By Marc Eliot Stein, November 30, 2022
For the new episode of the World BEYOND War podcast, I spoke with John Reuwer, pictured above sitting in the center under the Gandhi statue in Kyiv, Ukraine with local peace activist and fellow WBW board member Yurii Sheliazhenko, about his recent journey to Central Europe where he met refugees and attempted to organize unarmed civilian resistance to the war that’s been raging since February of this year.
John is a former emergency physician who’s had successful experiences organizing nonviolent resistance in conflict zones as recently as in 2019, when he worked with Nonviolent Peaceforce in South Sudan. He first arrived in Romania to work with the PATRIR organization alongside experienced peacebuilders such as Kai Brand-Jacobsen but was surprised to find a widespread belief that only more war and more weapons could protect Ukranians from Russian attack. We spoke in-depth during this podcast interview about the situation of Ukranian refugees in neighboring countries: more priviliged Ukranian families may be comfortably housed in friendly homes, but refugees of color are not treated the same, and problems eventually surface in all refugee situations.
John found the best hope for unarmed civilian resistance against war in the non-political movement to avoid a disastrous nuclear meltdown at the Zaporizhzhya power plant, and urges volunteers to join this movement. We speak frankly during this podcast interview about the difficulties of nonviolent organizing inside the roiling cauldron of an active war. We also speak about the Europe’s trend towards remilitarization, and about the contrast John perceived with East Africa where the long-term horrors of endless war are more evident. Here are some worthwhile quotes from John:
“Peacebuilding activities now seem to have become a matter of how to keep traumatized Ukranian society coherent within itself and prevent conflicts within Ukranian society.
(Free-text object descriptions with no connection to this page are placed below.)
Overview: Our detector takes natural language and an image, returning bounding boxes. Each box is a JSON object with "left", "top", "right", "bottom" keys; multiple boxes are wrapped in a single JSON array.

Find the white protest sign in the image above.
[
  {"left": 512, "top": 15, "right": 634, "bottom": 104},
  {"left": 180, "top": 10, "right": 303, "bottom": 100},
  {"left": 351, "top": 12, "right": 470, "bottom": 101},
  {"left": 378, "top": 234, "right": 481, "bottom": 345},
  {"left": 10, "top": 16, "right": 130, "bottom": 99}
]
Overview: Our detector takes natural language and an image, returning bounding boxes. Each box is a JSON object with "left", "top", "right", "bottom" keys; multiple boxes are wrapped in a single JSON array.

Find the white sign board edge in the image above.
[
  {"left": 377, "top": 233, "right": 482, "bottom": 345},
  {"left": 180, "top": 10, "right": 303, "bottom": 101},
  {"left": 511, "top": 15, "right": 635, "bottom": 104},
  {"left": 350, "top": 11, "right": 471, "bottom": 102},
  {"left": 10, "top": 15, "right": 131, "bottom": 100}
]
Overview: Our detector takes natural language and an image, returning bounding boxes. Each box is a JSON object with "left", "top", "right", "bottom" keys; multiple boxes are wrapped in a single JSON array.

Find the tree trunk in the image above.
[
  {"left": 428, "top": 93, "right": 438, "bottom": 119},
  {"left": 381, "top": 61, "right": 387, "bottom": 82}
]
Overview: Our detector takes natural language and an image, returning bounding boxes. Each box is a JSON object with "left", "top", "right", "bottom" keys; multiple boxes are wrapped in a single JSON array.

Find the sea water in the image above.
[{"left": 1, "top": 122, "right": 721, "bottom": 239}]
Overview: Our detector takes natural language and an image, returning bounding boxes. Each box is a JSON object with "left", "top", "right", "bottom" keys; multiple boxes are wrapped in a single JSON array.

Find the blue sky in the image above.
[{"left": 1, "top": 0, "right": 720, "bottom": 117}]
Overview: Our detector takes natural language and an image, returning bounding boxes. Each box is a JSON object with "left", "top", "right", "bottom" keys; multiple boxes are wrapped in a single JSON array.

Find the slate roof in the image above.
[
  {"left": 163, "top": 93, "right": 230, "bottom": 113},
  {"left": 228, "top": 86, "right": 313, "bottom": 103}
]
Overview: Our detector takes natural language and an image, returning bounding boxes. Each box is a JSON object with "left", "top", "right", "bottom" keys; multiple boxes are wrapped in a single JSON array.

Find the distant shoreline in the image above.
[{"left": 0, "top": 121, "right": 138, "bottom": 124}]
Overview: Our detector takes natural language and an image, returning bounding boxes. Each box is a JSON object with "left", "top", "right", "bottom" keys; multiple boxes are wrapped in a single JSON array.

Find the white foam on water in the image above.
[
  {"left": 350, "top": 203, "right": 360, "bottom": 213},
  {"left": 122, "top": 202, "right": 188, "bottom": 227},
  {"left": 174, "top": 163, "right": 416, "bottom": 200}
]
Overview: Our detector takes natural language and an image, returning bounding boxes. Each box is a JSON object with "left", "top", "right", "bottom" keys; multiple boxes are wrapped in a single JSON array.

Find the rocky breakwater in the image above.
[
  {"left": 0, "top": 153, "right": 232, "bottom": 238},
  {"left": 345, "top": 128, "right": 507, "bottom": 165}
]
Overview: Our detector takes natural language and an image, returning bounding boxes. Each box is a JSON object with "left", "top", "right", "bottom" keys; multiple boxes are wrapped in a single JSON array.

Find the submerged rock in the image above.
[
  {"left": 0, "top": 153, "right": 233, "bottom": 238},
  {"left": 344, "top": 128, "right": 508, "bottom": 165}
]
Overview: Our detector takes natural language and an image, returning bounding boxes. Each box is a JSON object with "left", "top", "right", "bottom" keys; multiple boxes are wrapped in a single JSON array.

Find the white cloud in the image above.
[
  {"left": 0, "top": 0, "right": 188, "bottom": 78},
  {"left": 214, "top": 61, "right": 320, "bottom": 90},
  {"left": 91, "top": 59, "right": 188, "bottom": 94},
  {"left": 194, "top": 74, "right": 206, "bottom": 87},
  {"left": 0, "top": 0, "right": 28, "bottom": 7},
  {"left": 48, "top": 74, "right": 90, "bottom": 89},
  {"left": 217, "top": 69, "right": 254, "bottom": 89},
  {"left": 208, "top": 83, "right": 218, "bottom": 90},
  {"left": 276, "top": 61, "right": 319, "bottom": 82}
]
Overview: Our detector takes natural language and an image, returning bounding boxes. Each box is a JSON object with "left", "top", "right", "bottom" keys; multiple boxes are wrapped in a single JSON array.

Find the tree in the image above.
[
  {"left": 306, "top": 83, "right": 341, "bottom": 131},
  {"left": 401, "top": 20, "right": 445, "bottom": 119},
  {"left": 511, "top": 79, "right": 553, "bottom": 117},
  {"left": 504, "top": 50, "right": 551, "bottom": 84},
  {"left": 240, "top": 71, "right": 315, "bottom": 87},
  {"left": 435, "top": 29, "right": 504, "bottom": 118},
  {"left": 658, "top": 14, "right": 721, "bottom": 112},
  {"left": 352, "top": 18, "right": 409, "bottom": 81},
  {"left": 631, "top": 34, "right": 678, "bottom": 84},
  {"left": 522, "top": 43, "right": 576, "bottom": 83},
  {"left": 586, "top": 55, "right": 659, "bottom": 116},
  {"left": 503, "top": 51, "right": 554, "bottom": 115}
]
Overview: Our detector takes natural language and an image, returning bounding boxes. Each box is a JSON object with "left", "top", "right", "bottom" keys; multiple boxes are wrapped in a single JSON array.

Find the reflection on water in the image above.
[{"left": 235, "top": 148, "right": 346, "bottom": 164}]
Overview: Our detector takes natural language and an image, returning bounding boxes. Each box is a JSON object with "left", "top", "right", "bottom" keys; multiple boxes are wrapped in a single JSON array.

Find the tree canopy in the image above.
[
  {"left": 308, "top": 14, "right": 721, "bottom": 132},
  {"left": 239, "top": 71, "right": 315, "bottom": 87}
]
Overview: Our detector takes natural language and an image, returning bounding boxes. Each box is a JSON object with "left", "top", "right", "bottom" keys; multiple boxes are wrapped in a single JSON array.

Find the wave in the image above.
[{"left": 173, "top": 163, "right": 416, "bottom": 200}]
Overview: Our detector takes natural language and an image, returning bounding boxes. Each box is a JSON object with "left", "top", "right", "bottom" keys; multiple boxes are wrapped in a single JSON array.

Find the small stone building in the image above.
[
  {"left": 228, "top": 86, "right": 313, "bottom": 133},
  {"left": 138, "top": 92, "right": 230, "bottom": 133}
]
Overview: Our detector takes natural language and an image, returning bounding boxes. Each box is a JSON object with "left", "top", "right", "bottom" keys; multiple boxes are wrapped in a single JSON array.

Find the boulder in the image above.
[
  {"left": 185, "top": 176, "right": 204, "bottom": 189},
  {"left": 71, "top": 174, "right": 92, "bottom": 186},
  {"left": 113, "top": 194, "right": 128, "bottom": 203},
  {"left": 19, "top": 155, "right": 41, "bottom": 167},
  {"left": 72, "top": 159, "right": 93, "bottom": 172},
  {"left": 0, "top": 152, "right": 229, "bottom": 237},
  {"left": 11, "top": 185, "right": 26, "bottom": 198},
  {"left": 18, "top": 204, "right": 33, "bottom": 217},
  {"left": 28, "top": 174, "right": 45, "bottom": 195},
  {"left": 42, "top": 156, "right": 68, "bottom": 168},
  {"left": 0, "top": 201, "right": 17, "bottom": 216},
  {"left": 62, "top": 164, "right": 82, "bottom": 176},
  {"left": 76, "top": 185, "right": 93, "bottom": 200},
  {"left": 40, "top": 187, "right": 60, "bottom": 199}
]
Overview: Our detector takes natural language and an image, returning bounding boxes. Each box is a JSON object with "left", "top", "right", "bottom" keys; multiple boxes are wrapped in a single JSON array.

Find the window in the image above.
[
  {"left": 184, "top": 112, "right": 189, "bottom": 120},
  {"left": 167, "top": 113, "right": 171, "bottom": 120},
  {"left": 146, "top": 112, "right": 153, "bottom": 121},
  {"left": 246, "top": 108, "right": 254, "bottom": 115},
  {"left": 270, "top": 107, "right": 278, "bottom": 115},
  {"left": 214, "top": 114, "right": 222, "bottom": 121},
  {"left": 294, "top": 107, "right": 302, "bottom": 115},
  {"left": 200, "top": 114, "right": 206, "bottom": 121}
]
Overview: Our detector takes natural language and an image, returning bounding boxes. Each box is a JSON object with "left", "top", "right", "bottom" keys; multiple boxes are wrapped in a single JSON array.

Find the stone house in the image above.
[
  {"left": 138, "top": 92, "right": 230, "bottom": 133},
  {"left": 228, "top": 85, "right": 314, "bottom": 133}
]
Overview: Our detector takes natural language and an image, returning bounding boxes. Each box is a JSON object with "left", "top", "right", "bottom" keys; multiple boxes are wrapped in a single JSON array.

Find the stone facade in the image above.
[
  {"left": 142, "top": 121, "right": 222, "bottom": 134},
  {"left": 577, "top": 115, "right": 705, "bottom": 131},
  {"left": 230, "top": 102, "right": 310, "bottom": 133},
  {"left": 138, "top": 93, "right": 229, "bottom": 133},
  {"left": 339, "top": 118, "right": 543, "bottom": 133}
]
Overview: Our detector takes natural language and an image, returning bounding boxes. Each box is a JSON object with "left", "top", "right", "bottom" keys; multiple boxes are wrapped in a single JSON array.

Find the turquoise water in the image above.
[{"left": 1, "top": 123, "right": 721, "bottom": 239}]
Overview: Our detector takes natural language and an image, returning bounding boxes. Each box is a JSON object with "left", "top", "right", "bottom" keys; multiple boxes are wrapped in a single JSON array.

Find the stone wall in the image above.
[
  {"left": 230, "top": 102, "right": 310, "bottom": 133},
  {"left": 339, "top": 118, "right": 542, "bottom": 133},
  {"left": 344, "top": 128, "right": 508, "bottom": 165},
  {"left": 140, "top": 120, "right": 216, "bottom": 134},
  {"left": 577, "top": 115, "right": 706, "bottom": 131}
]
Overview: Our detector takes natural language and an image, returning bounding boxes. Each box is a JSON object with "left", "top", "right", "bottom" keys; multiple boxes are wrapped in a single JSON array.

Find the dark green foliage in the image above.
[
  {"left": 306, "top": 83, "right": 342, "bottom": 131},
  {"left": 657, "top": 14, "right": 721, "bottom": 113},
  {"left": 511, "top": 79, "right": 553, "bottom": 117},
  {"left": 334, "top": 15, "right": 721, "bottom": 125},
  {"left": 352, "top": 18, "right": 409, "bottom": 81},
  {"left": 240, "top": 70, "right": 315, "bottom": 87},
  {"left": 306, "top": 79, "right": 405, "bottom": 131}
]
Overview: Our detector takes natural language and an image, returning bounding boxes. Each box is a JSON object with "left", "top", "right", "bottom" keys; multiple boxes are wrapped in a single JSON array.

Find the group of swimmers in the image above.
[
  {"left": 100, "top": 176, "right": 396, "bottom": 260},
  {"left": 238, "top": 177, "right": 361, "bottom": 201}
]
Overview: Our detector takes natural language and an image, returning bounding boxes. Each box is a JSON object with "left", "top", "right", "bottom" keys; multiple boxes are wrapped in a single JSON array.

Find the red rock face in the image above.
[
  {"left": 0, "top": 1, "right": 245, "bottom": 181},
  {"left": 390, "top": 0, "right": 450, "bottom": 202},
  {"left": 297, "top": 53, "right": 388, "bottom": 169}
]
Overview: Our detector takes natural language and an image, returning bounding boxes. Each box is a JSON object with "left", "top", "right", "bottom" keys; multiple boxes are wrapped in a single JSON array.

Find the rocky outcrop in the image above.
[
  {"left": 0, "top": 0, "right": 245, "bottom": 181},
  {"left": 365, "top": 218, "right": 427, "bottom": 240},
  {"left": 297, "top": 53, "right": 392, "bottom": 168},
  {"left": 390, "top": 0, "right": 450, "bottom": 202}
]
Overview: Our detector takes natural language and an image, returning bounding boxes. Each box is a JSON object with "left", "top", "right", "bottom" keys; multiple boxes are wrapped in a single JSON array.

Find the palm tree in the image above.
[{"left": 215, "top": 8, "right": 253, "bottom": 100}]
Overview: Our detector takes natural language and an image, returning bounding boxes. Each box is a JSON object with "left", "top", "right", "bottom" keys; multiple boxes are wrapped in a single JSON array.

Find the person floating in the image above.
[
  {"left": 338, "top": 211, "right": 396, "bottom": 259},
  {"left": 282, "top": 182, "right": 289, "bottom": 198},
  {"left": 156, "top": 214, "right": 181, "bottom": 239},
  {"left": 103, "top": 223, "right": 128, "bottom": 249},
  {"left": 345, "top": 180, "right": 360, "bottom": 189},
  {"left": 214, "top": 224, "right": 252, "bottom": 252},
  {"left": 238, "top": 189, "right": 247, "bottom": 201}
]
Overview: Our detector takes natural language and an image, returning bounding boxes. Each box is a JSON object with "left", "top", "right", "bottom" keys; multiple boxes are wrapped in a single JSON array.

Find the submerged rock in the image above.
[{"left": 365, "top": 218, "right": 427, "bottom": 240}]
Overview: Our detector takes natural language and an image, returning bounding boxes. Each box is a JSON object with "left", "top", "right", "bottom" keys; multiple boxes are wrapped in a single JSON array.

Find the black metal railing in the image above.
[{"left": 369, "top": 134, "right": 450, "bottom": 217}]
There really wasn’t much talk of how to deal with trauma of the whole, of the war on both sides, or of ending the war.”
“We concentrate too much on who the bad guys are and not enough on what the problem is … the main cause of this war is that’s where the money is.”
“The dramatic difference between the US and even Ukraine and South Sudan was, in South Sudan, everyone had experienced the downside of war. You almost couldn’t meet a South Sudanese who couldn’t show you their bullet wound, their machete mark, or tell you a story of their neighbors running in terror as their village was attacked and burned, or been imprisoned or somehow harmed by war … they don’t worship war as a good in South Sudan. The elite do, but nobody on the ground liked war … generally people who suffer from war are more anxious to get over it than people who glorify it from a distance.”